Люси хорошо знала Анну Лизу, они вместе учились катехизису. С началом нового учебного года место Анны Лизы будет пустовать и в классе, и на занятиях по катехизису. Люси не очень хорошо понимает, что в действительности произошло. Неоднократно повторявшиеся при ней взрослыми слова «преступление», «изнасилование» производят на нее примерно такое же впечатление, как и те слова, что постоянно долдонит тетя Коломба, — флебит, белый ангел, житана, война и вдовство. Нелепые слова, таящие в себе угрозу. Жуткие слова, точь-в-точь как в сказках, — «людоед», «волк», «мачеха» или «ведьма». Она несколько раз пробовала расспрашивать маму про смерть Анны Лизы, но Алоиза уходила от объяснений и отделывалась уклончивыми фразами. Кончилось тем, что Люси соединила в своем воображении тайну смерти Анны Лизы с любимыми сказками и легендами, которыми она была напичкана, и с рассказами о жизни Иисуса и житиями святых. Анну Лизу убил Людоед. Но девочка не умерла; во всяком случае не так, как умирают ежики, кошки, землеройки или птицы, которых иногда находят лежащими в поле или на обочинах дорог, когда их собьет машина. Анна Лиза ушла «к Богу» и теперь стала, как херувимы. Сейчас она восседает в небесных чертогах за столом Господа. Так сказал отец Жоашен в церкви на отпевании девочки, на котором присутствовали все школьники. Он цитировал заповеди блаженства из Нагорной проповеди. «Блаженны чистые сердцем, ибо они Бога узрят». И Люси представляла, как Анна Лиза в школьной миткалевой блузке в бело-зеленую клетку, которая была на ней в день преступления, сидит за огромным столом. Стол в тысячу раз больше, чем свадебный или тот, за которым отмечают первое причастие. Небесный этот стол накрыт сверкающей скатертью, сотканной из радуг, и за ним угощаются звездным молоком и пирожками из света, истекающими солнечным медом. Славненькая рыжуля восседает там между музицирующими ангелами и смешливыми херувимами. Анна Лиза теперь навечно Божие дитя. Тело ее окружено лучезарным нимбом; тело из чистого света, во сто раз прекрасней и легче, чем розовое облачко на заре дня. Но она по-прежнему носит свою школьную форму. Разумеется, чистую, без единого пятнышка.
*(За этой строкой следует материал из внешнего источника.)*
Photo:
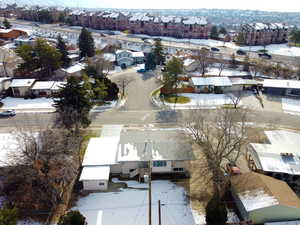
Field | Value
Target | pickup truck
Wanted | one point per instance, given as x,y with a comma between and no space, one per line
8,113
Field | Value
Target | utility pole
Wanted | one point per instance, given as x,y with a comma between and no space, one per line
159,213
150,200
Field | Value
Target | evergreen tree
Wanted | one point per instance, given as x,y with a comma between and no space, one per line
240,38
73,103
8,216
173,68
86,43
62,47
72,218
6,24
150,62
214,33
216,213
158,52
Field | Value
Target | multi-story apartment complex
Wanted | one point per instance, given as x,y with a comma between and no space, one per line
264,33
144,23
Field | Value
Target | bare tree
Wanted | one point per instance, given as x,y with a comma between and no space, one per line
221,137
123,81
204,59
235,97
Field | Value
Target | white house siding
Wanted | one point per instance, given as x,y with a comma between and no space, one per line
165,169
127,166
94,185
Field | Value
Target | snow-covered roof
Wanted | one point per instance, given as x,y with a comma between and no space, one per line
281,83
75,68
211,81
22,83
257,191
43,85
101,151
137,54
141,146
282,155
109,57
58,85
95,173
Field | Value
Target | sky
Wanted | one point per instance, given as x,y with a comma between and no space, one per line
265,5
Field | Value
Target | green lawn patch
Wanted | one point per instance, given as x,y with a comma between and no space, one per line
180,99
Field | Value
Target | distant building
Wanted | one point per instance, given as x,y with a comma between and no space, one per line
262,199
264,33
9,34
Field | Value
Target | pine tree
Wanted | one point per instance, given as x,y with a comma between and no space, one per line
62,47
8,216
73,104
150,62
6,24
158,52
86,43
72,218
214,33
216,213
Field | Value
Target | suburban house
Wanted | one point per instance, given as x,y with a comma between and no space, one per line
130,153
282,87
260,198
42,88
74,70
279,158
21,87
216,85
124,58
9,34
4,83
264,33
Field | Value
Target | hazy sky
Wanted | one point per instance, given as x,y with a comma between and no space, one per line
266,5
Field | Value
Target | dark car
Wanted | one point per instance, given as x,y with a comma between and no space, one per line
265,55
241,52
214,49
8,113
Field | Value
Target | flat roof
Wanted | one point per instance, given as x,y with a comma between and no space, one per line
101,151
95,173
43,85
295,84
145,145
271,158
22,82
211,81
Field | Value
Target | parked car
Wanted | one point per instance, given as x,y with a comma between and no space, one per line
141,70
8,113
214,49
241,52
265,55
233,169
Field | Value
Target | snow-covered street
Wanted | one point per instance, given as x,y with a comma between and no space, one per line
130,206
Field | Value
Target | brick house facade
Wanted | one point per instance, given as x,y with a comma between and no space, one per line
264,33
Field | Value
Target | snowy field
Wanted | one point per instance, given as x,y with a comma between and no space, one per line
291,106
203,101
130,206
28,104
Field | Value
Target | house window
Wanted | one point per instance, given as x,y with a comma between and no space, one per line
159,164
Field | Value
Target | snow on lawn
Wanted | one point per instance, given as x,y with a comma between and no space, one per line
130,206
291,106
203,101
21,103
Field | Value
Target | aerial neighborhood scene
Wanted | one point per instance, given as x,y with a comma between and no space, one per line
149,113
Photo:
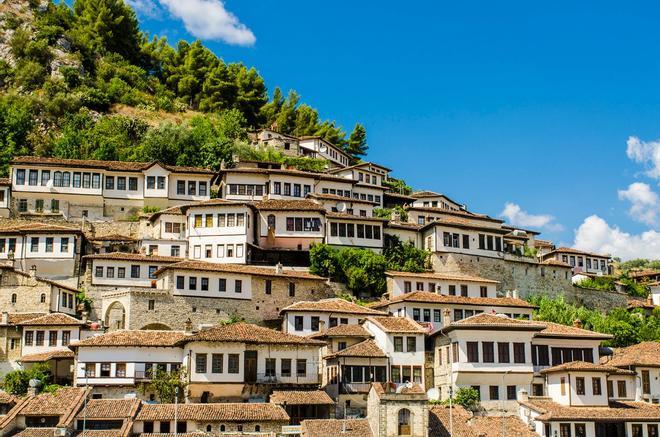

В церкви у входа в неф стоит деревянная раскрашенная статуя святого Антония Падуанского. Он держит в руках Младенца Иисуса. Склонив лицо к Младенцу, он вперяется в него взглядом. Взглядом одновременно восхищенным, сосредоточенным и как бы растерянным от нахлынувшей нежности. Святой обут на босу ногу в грубые сандалии, и ноги у него длинные и тощие. Ногти правой ноги, которая выдвинута чуть вперед, кажутся отполированными и блестят, как будто мраморные. Богомолки прикладываются к его ноге, и это их поцелуи так отполировали дерево. На рясе святого глубокие складки, и кажется, будто там конденсируется тень, совсем как в бороздах на полях. А перепоясана ряса вместо пояса толстой, грубой веревкой.

Кожа у святого Антония белая с чуть уловимым оттенком слоновой кости. На веках коричневой краской нарисованы ресницы. Глаза у святого Антония как у старинных кукол. Но взгляд совсем не кукольный. Впрочем, невозможно встретиться с ним взглядом: его глаза обращены к Младенцу, сосредоточенно всматриваются, как бы теряются в Нем. Младенец Иисус совсем еще маленький, но величественный. Одет он в простую светлую рубашку. Ноги босые. Смотрит он не на святого, а поверх него вдаль. Его взгляд охватывает все пространство церкви, проникает сквозь церковную стену, устремляется над городскими крышами, над дорогами и тропками, над прудами, лесами и полями. Его взгляд объемлет всю землю. И небо.

Младенец Иисус держит в руках позолоченную сферу. Шар этот очень тяжелый, но, похоже, он ничуть не тяготит маленькие ручки Младенца. Большущий шар в руках Иисуса всегда страшно интриговал Люси, она никак не могла понять, что это — звезда или какой-нибудь плод. Но чем бы он ни был, шар очень красивый.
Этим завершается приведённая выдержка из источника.